The liver lies at the nexus of metabolism and nutrient flow, particularly carbohydrates and proteins. Situated immediately downstream from absorptive surface of the intestines, those nutrients enter the blood in the portal circulation and pass directly to the liver. The major exception is dietary fat, which is absorbed as chylomicrons directly into the lymphatic system where it empties into the bloodstream without first passing the liver.
Insulin promotes storage of food energy for later use. This is crucial in the survival of the species, since food is not constantly available. We must be able to store enough food to survive the periods of famine inherent in human history. In the liver, glucose molecules from dietary carbohydrates are strung together in long chains to form the molecule glycogen. For a quick energy boost, glycogen can easily be broken back down into its component glucose molecules.
Glycogen is the preferred storage form of glucose since it is easily accessible. However, there is limited storage room available inside the liver. Glycogen is analogous to a refrigerator. Food brought into the house is easily placed into and taken out of the refrigerator. However, it can only hold a certain amount of food.
The making of new fat
Once full, excess glucose needs a different storage form. The liver transforms this glucose into newly created molecules of triglycerides, also known as body fat. This process is called De Novo Lipogenesis (DNL). 'De Novo' means 'from new', and 'lipogenesis' means fat creation. So, DNL means literally, the making of new fat. It is left unsaid that this newly created fat is made from the substrate glucose, not dietary fat. This distinction is important because fats made from DNL are highly saturated, leading to confusion. Eating excessive carbohydrates can lead to an increase in saturated fat levels in the blood.
When needed, the triglyceride molecule from body fat can be broken into three fatty acids which most of the body is able to use directly for energy. Compared to glycogen, it is a much more cumbersome process of converting fat to energy and back again. However, fat storage provides the unique advantage of unlimited storage space.

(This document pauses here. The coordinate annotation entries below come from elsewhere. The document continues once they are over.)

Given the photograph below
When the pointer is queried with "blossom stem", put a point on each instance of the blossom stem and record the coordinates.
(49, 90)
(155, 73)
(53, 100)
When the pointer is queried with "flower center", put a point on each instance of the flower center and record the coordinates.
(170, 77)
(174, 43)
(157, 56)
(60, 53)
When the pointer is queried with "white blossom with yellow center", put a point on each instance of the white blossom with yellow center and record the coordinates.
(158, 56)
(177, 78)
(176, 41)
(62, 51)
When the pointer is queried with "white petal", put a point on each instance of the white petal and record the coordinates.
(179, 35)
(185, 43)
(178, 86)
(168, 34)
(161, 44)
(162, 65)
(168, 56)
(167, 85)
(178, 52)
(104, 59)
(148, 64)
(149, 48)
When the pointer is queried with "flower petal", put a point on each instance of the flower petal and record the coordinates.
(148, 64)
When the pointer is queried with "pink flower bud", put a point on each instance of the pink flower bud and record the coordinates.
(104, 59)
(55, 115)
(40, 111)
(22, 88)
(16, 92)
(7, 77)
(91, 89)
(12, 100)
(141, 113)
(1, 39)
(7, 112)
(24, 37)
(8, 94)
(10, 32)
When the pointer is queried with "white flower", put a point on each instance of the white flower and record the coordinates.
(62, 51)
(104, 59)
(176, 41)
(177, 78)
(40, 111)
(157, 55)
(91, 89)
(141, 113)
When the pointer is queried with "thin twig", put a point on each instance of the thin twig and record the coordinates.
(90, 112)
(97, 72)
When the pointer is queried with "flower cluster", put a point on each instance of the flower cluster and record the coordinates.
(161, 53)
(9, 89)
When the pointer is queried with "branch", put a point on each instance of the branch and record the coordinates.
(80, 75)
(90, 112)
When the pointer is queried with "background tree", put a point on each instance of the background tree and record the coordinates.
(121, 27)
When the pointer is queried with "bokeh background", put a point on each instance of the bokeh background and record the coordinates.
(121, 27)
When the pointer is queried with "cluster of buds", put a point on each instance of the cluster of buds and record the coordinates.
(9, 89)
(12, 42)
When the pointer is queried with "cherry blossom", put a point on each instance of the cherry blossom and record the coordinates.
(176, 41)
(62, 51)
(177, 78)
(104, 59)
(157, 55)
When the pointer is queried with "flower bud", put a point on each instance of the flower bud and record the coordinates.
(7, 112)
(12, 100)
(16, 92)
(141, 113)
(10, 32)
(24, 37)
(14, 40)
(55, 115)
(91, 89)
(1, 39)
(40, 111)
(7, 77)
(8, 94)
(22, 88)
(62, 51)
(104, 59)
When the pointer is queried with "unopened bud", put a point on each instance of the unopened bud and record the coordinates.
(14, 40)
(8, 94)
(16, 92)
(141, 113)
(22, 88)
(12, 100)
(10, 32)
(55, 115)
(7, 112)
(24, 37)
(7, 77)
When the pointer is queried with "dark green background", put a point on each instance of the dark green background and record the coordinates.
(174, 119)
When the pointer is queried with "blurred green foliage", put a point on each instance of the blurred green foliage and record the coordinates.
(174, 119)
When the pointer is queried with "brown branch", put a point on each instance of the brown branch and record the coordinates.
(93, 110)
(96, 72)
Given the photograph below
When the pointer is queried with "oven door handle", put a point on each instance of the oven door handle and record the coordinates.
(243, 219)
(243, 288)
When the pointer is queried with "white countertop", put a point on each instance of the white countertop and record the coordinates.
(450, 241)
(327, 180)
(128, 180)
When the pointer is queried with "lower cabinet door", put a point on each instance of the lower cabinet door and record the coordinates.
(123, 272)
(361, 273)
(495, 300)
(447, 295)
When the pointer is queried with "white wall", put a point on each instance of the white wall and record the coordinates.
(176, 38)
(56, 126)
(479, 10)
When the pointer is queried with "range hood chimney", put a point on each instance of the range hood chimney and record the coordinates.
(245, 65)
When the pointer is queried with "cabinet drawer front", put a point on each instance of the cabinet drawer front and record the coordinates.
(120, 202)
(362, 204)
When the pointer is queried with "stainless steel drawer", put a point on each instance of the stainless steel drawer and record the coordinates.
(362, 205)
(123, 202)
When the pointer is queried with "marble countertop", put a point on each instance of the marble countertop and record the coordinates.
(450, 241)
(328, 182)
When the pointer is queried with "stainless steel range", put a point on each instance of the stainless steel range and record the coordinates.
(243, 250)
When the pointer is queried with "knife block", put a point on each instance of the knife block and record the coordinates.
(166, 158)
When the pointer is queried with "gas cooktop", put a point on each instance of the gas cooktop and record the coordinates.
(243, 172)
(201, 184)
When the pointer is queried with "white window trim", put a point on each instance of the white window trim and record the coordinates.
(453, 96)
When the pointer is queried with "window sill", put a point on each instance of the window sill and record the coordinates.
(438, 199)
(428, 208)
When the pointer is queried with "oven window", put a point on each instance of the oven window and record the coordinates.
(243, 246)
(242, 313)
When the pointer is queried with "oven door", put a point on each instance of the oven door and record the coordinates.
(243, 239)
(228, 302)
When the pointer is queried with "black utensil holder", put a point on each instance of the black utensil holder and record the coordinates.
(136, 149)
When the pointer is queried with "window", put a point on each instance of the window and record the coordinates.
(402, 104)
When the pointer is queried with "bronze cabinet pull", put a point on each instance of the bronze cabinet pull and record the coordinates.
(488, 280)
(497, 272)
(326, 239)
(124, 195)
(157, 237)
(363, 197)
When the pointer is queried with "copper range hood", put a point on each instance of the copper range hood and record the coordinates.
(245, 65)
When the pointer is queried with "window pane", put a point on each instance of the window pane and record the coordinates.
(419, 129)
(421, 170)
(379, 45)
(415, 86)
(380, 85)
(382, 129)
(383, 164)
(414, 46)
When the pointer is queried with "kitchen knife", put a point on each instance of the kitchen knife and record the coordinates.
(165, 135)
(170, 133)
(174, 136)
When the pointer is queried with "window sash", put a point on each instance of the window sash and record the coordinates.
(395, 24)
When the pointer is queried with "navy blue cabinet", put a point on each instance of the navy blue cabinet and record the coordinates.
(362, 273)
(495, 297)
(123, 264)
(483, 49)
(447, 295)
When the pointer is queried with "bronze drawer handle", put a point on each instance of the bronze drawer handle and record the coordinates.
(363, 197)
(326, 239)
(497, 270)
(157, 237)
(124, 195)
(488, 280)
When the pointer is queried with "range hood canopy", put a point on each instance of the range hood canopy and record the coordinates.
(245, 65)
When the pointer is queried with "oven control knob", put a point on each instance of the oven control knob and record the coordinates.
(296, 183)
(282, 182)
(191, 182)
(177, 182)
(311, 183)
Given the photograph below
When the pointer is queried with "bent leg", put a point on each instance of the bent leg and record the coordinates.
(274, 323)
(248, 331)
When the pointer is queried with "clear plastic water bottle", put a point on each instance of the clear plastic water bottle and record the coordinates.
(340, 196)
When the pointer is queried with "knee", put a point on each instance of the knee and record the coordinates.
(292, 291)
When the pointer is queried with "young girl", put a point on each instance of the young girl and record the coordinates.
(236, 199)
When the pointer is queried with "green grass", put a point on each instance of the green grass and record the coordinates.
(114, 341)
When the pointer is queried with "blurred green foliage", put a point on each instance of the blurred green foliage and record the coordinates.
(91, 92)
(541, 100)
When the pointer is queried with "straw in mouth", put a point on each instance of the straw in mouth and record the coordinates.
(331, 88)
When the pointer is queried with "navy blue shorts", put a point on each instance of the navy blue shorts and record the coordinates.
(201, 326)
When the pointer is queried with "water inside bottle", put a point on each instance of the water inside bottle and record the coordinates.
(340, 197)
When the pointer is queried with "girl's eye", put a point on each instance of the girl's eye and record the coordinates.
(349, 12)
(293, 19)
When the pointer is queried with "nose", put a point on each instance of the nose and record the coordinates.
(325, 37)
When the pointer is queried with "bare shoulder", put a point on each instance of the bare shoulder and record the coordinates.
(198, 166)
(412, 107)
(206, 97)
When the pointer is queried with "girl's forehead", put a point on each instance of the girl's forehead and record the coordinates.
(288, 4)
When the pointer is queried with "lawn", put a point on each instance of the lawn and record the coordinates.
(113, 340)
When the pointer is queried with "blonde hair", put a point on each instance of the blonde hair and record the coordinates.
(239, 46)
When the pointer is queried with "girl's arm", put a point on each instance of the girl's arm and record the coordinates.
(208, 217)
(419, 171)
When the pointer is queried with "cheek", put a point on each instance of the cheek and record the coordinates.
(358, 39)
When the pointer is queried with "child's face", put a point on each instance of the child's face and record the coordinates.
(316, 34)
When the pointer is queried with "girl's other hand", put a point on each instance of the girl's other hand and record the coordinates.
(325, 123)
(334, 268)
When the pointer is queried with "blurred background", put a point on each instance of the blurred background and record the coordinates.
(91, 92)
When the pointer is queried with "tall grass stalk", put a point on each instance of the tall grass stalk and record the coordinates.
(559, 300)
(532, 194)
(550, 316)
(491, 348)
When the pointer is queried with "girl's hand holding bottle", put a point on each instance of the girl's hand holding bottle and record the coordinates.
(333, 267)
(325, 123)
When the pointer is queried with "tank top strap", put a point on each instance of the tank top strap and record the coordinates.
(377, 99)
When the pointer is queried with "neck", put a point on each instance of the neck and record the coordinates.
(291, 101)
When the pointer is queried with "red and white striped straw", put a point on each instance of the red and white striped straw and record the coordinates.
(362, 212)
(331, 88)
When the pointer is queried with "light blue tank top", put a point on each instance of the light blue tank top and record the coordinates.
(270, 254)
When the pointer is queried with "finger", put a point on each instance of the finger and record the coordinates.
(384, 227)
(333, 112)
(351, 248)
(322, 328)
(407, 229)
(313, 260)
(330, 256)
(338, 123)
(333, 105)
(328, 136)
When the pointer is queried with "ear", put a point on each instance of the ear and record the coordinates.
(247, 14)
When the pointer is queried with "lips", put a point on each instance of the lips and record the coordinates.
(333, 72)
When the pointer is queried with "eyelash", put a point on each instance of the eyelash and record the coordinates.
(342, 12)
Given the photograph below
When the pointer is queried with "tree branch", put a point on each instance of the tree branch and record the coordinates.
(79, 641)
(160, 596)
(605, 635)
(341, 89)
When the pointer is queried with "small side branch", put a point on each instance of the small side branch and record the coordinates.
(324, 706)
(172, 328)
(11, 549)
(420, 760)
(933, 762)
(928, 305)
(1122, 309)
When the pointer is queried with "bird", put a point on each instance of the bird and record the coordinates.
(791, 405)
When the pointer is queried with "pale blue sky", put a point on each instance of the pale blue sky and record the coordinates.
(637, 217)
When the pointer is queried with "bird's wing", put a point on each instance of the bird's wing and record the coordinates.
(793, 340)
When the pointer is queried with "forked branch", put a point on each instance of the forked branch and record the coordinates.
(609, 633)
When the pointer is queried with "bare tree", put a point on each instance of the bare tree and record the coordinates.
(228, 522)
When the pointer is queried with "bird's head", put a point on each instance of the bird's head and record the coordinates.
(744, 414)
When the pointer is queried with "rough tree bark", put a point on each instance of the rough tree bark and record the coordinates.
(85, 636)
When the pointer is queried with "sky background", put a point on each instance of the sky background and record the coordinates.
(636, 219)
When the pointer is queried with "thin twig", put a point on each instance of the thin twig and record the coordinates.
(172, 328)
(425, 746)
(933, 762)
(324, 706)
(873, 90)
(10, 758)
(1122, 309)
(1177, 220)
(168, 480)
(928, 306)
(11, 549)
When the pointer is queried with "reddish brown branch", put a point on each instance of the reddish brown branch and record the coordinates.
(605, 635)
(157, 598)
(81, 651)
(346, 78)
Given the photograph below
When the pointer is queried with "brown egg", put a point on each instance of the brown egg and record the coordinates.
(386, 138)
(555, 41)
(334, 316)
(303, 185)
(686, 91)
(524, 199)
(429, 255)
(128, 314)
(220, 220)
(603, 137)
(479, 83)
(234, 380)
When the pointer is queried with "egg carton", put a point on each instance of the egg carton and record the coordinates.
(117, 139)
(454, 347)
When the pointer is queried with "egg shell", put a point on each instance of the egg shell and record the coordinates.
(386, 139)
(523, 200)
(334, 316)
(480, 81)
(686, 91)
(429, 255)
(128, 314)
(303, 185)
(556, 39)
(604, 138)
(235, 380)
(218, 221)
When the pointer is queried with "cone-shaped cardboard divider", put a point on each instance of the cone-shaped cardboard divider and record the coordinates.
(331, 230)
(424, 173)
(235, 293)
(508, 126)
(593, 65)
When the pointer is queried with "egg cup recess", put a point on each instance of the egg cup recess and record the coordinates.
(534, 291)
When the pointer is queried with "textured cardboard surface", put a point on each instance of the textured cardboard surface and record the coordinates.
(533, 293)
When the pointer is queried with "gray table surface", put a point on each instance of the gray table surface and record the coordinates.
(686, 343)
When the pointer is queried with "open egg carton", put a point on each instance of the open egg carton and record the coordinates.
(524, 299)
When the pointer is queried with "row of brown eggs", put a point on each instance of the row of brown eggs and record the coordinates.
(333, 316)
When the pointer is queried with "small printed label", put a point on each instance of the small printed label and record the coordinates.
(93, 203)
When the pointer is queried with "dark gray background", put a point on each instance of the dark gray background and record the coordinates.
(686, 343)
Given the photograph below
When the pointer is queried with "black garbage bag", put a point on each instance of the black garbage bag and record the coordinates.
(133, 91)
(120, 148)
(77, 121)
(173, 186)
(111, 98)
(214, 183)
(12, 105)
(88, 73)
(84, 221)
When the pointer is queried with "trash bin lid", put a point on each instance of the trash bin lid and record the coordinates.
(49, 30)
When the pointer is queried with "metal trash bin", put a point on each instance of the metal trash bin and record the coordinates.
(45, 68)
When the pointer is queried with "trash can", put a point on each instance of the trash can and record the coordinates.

This body fat is analogous your basement deep freezer. While it is more difficult to move food into and out of your freezer, you may store larger amounts. There is also room to buy a second or third freezer in the basement if needed. These two forms of storage fulfil different and complementary roles. Glycogen (fridge) is easily accessible, but limited in capacity. Body fat (freezer) is hard to access, but unlimited in capacity.
There are two main activators of DNL. The first is insulin. High dietary intake of carbohydrates, and to a lesser extent, protein stimulates insulin secretion and also provides the substrate for DNL. The second main factor is excessive dietary fructose.
With DNL running at full production, large amounts of new fat are being created. But the liver is not the appropriate place to store this new fat. The liver should normally only contain glycogen. What happens to all this new fat?
What happens to the newly-created triglycerides?
First, you could try to burn this fat for energy. However, with all the available glucose around after the meal, there is simply no reason for the body to burn the new fat. Imagine that you have gone to Costco and simply bought waaayyy too much food to store in your refrigerator. One option is to eat it, but there's simply too much. If you cannot get rid of it, much of the food will be left on the counter where it will rot. So this option is not viable.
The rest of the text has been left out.